Influencer commerce is only going to grow. We are going to see more and more companies form around them - and not just influencers own brands, but companies that seek to leverage their fame and endorsement.
9) Immersive shopping
Building on the above again, another common conversation thread relates to the allure of immersive shopping. We recently met with a super interesting company called brandlab360 who describe themselves as the world leading enablers of web3. Their technology and what they can deliver in the form of virtual showrooms, stores and metaverse experiences is remarkable.
Truth is, it’s hard to have avoided a conversation around this space. Drawing on a Qustodio study, TechCrunch recently highlighted how ‘Tik Tok is crushing Youtube’ when it comes to app usage and engagement amongst kids and young adults (113 minutes per day vs. 77). Roblox however smashes them both with 190 minutes.
What is clear to us is that more and more brands are going to be looking at the ways they can better recreate the real life immersive experience in the digital world. Especially given 47% of US consumers who made livestream purchases last year were Gen Z - according to an article by Digiday.
10) A rising notalgia
Finally, we thought we would end with the rising nostalgia that we mentioned in reference to our client Sneak previously. Whilst working with the BBC and Netflix, we have recently been discussing the enduring appeal of shows like Friends. One conversation began when I mentioned that my eleven year old son and his friends were now into the show. Our BBC iPlayer client proceeded to share that Friends is the No.3 VOD show for kids 10-12, and the No.2 for kids 13-15 in the UK. What’s No. 1 you may well be asking - it’s Netflix’s Stranger Things, ofcourse. The common theme is nostalgia - one is set in the 80s, the other the 90’s.
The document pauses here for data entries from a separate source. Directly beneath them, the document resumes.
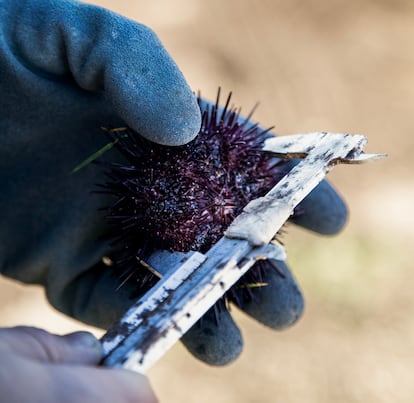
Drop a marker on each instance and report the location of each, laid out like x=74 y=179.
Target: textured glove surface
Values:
x=67 y=69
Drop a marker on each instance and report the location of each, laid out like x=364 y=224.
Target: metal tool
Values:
x=195 y=281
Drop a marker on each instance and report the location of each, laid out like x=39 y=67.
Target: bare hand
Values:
x=39 y=367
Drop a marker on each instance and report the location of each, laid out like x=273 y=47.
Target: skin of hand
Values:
x=68 y=69
x=40 y=367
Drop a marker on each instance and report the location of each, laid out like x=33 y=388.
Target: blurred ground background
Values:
x=340 y=66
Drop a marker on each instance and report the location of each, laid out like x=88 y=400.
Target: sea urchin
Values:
x=183 y=198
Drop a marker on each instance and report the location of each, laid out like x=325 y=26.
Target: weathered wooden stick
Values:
x=165 y=313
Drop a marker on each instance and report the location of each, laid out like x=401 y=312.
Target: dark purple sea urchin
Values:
x=183 y=198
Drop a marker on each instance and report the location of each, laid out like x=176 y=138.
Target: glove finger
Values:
x=104 y=52
x=279 y=303
x=215 y=339
x=324 y=211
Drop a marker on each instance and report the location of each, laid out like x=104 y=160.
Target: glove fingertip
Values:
x=324 y=211
x=215 y=339
x=277 y=305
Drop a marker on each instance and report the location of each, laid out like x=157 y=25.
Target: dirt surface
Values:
x=340 y=66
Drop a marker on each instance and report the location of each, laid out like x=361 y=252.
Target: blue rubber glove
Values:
x=66 y=69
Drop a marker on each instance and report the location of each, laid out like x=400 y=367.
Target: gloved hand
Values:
x=66 y=70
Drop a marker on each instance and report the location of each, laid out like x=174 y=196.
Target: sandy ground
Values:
x=342 y=66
Then there’s the constant stream of remakes like the Ghostbusters, the fact that so many ads at the superbowl embraced 80’s and 90’s stars and nostalgia - such as the Clueless ad from Rakuten, and Michelob Ultra’s star-studded reference to Caddyshack. And last, there’s the 90’s nostalgia on display in the fashion world of late too.
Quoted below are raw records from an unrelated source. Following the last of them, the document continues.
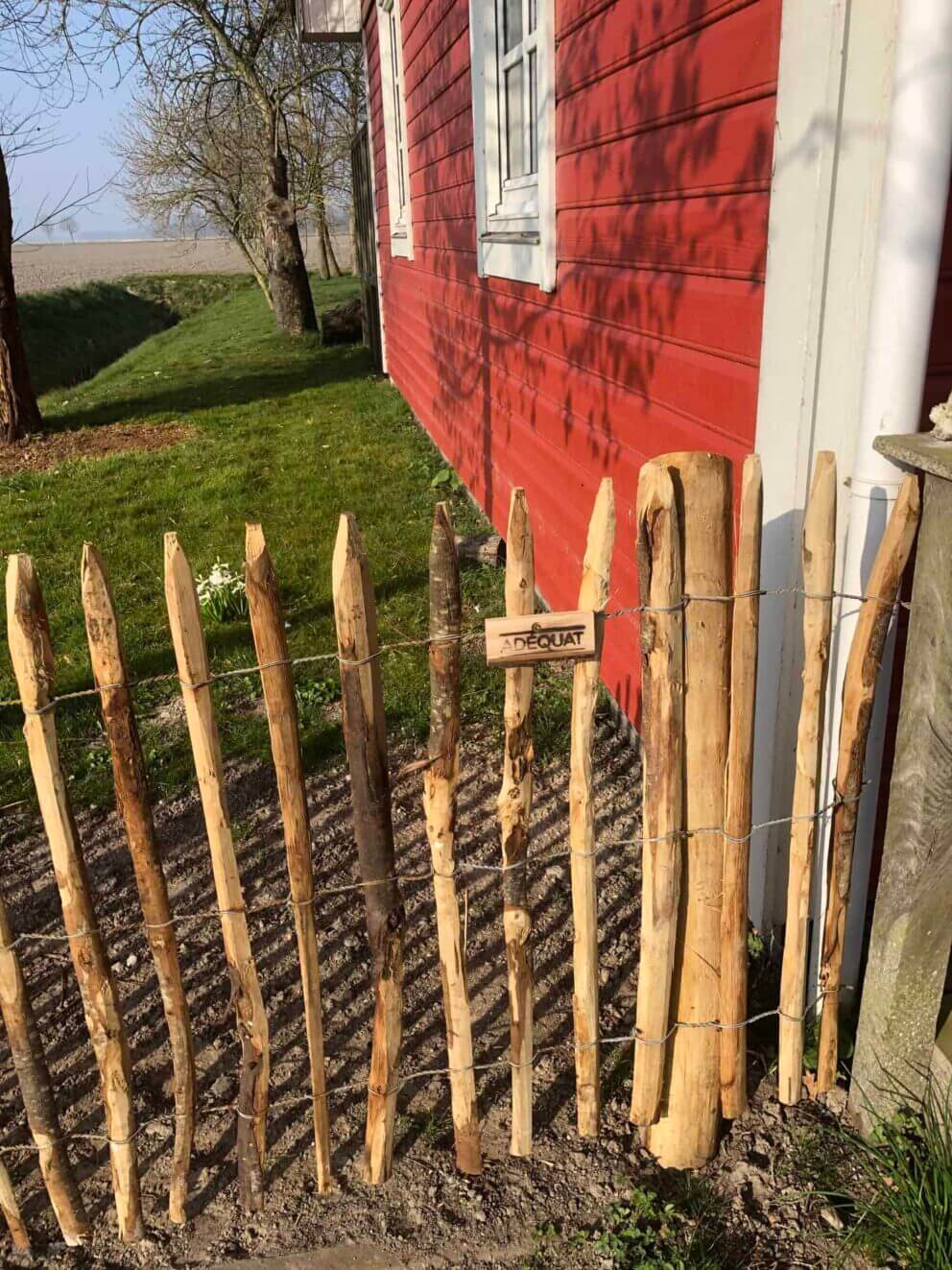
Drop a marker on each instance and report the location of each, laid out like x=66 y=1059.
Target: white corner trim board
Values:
x=512 y=47
x=390 y=40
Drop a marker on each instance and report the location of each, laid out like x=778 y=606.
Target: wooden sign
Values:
x=541 y=637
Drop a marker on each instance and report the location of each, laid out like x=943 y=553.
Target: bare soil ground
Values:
x=428 y=1213
x=44 y=266
x=48 y=450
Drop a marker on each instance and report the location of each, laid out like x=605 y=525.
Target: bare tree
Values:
x=191 y=52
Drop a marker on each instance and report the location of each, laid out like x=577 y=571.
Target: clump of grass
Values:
x=904 y=1186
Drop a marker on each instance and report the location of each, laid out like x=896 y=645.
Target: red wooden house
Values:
x=608 y=228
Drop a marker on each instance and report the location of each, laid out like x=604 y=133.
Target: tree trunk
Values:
x=283 y=255
x=19 y=412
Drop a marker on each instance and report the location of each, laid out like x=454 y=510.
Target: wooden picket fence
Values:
x=699 y=608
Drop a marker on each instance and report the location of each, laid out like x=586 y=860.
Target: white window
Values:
x=513 y=106
x=392 y=67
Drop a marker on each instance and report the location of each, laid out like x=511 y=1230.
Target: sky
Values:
x=82 y=156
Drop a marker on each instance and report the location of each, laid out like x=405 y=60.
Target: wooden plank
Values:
x=278 y=686
x=192 y=660
x=514 y=812
x=110 y=675
x=366 y=735
x=546 y=637
x=685 y=1137
x=440 y=785
x=37 y=1090
x=858 y=695
x=659 y=554
x=593 y=596
x=739 y=790
x=819 y=558
x=35 y=667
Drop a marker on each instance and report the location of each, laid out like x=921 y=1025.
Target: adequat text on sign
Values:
x=541 y=637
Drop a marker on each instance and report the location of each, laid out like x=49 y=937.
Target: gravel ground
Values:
x=427 y=1213
x=44 y=266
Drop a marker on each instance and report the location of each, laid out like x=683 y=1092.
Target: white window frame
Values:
x=390 y=40
x=515 y=219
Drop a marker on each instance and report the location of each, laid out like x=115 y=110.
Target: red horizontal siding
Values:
x=650 y=342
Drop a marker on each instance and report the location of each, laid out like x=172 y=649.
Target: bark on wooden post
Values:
x=819 y=558
x=192 y=660
x=514 y=813
x=440 y=781
x=858 y=695
x=593 y=596
x=739 y=789
x=366 y=735
x=15 y=1225
x=110 y=675
x=912 y=934
x=659 y=555
x=37 y=1090
x=278 y=684
x=32 y=655
x=685 y=1137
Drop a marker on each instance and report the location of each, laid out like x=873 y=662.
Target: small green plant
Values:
x=223 y=593
x=904 y=1186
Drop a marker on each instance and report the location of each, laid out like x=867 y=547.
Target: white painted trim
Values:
x=834 y=89
x=522 y=249
x=401 y=230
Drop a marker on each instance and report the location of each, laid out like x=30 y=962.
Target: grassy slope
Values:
x=74 y=331
x=291 y=435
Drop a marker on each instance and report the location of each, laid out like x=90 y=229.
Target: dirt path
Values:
x=428 y=1213
x=44 y=266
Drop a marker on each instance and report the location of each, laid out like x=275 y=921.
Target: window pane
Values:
x=514 y=126
x=512 y=24
x=534 y=114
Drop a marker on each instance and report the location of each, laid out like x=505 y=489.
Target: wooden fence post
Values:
x=440 y=781
x=819 y=558
x=858 y=695
x=192 y=660
x=366 y=735
x=278 y=686
x=593 y=594
x=514 y=813
x=32 y=655
x=685 y=1137
x=12 y=1211
x=739 y=789
x=110 y=675
x=37 y=1090
x=659 y=555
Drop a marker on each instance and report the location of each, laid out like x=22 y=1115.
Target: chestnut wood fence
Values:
x=699 y=609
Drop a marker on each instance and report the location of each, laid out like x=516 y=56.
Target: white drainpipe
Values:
x=912 y=225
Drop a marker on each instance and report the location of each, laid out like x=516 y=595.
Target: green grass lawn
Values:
x=288 y=433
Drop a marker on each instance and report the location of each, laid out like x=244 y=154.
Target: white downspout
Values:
x=905 y=275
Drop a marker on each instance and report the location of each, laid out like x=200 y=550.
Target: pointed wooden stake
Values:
x=819 y=561
x=858 y=695
x=278 y=684
x=659 y=555
x=192 y=659
x=110 y=676
x=685 y=1137
x=514 y=813
x=739 y=789
x=12 y=1211
x=593 y=596
x=32 y=655
x=37 y=1090
x=366 y=735
x=440 y=781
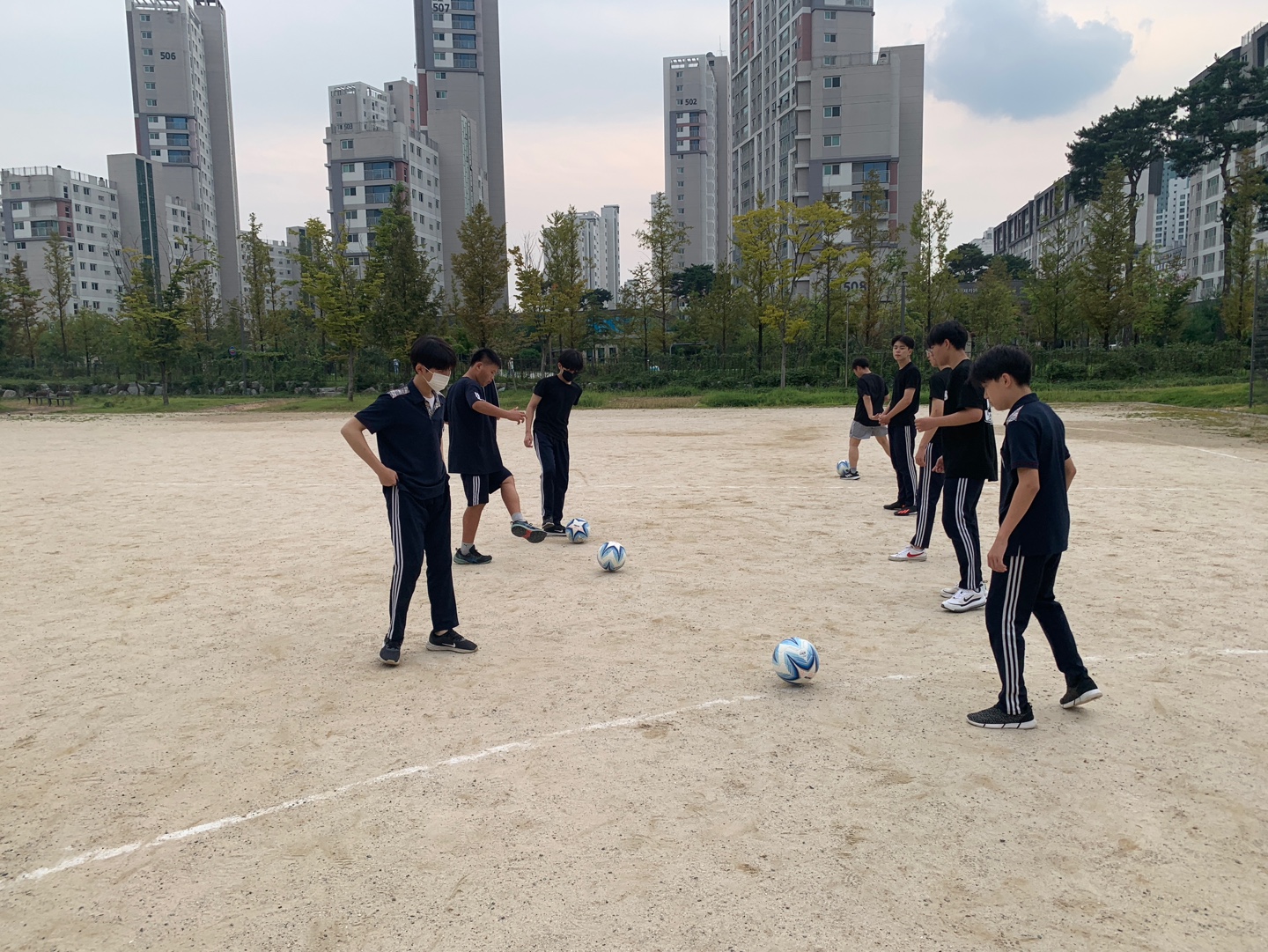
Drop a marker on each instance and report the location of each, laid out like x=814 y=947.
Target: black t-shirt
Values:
x=1035 y=439
x=472 y=436
x=908 y=378
x=409 y=436
x=969 y=450
x=873 y=386
x=558 y=398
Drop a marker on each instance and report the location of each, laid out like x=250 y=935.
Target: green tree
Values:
x=1103 y=287
x=60 y=268
x=1051 y=289
x=931 y=285
x=663 y=239
x=1247 y=207
x=405 y=277
x=1219 y=115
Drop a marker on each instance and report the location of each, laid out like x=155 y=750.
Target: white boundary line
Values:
x=215 y=825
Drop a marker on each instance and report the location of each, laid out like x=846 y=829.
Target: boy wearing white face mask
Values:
x=411 y=468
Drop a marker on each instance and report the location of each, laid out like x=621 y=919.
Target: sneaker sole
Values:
x=1087 y=696
x=1023 y=726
So what is the appeal? A super smart past colleague or mine called Simon Carr recently pointed out in a WARC article, that seventy-three percent of us enjoy things that remind us of the past. It is no surprise that brands are looking to tap into that. Then there’s the fact that web 3.0 and AI are actively remixing our past and present. A year or so ago my son came home from school telling me all about Rick Rolling, like it was something new. It was, for him and his friends, who had just discovered it. And then there’s the remarkable resurgence of the brilliant Kate Bush, when ‘Running up that hill’ featured in Stranger Things and was subsequently remixed and edited into countless Tik Toks.
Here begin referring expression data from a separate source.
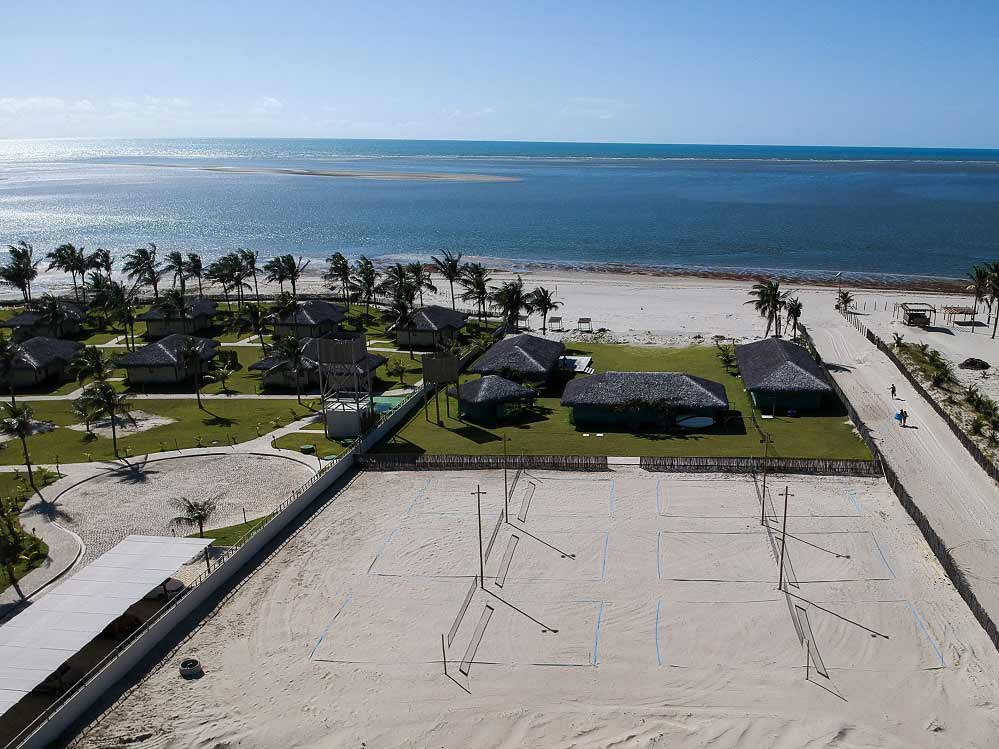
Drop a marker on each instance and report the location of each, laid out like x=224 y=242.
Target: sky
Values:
x=846 y=73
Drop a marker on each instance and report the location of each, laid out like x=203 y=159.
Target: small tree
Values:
x=194 y=512
x=18 y=421
x=397 y=370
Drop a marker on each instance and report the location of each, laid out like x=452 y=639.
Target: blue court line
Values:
x=926 y=632
x=603 y=564
x=853 y=498
x=659 y=564
x=659 y=658
x=596 y=635
x=323 y=635
x=887 y=566
x=380 y=550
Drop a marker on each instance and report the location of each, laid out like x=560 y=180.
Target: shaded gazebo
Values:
x=490 y=398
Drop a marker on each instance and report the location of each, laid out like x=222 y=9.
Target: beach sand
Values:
x=670 y=627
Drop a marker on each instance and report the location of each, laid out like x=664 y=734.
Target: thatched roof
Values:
x=524 y=354
x=314 y=312
x=41 y=352
x=434 y=318
x=674 y=389
x=28 y=318
x=196 y=308
x=775 y=365
x=167 y=352
x=310 y=356
x=491 y=389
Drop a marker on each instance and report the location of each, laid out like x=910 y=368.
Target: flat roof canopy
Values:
x=36 y=642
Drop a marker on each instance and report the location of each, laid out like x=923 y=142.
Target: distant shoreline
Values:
x=343 y=173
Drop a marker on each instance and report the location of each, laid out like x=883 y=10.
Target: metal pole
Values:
x=506 y=490
x=783 y=542
x=482 y=564
x=766 y=453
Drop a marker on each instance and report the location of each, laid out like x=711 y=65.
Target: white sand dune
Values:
x=662 y=588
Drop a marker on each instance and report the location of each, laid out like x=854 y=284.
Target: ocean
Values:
x=812 y=211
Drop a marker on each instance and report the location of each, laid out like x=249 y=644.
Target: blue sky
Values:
x=849 y=73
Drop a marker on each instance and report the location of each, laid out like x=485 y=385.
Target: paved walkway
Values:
x=958 y=498
x=48 y=520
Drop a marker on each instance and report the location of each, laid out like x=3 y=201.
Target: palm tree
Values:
x=449 y=266
x=475 y=280
x=53 y=315
x=365 y=282
x=194 y=268
x=843 y=300
x=512 y=300
x=10 y=350
x=979 y=278
x=248 y=259
x=64 y=258
x=289 y=351
x=14 y=543
x=794 y=308
x=338 y=274
x=18 y=421
x=543 y=301
x=769 y=301
x=190 y=354
x=254 y=318
x=421 y=279
x=194 y=512
x=21 y=269
x=102 y=398
x=89 y=362
x=177 y=265
x=142 y=266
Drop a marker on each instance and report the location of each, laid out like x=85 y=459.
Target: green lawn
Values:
x=219 y=423
x=547 y=429
x=15 y=486
x=229 y=535
x=325 y=448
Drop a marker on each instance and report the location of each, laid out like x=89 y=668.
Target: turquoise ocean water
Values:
x=929 y=212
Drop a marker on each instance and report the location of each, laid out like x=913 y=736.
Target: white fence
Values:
x=74 y=703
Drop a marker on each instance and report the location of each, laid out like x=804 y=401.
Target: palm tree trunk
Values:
x=27 y=464
x=9 y=569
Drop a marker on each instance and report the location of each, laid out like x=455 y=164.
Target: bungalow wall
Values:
x=158 y=375
x=784 y=402
x=304 y=330
x=425 y=338
x=164 y=327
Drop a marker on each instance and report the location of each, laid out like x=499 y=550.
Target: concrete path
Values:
x=958 y=498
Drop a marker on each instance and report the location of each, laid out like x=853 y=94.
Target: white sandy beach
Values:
x=671 y=630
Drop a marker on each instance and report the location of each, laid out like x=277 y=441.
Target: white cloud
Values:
x=15 y=105
x=267 y=105
x=460 y=114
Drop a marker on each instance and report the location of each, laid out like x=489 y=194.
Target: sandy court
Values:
x=137 y=499
x=623 y=606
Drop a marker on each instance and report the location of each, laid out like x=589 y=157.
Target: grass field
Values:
x=220 y=422
x=547 y=429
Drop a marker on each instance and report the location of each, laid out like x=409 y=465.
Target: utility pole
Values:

Clearly nostalgia can be powerful, but there are watch outs, as Simon Carr highlights. Firstly, while the ads in the superbowl that harked back to the past, over indexed on likeability in a study by Zappi, they under performed when it came to brand linkage by 5%. And secondly, we can’t forget that even our recent past was filled with social division, racism, sexism and homophobia. With this in mind, Carr suggests we tread lightly when building on the past - as any Roald Dahl and Fawlty Towers fan who has been reading recent criticism of the two will tell you.
Summary
It will always be the next generation, the cultural, economic, technological and social context that will shape the future. Covid and the cost of living crisis have sparked a flurry of behavioural changes, new business and brand evolutions. Web 3.0 will most certainly supercharge change, but the one thing that will remain true, is that the brands that put customer interest at heart (and that includes looking after our planet), know who they are and what they stand for, and then deliver their brands in a consistently original way, will always stand out more than those that follow the crowd.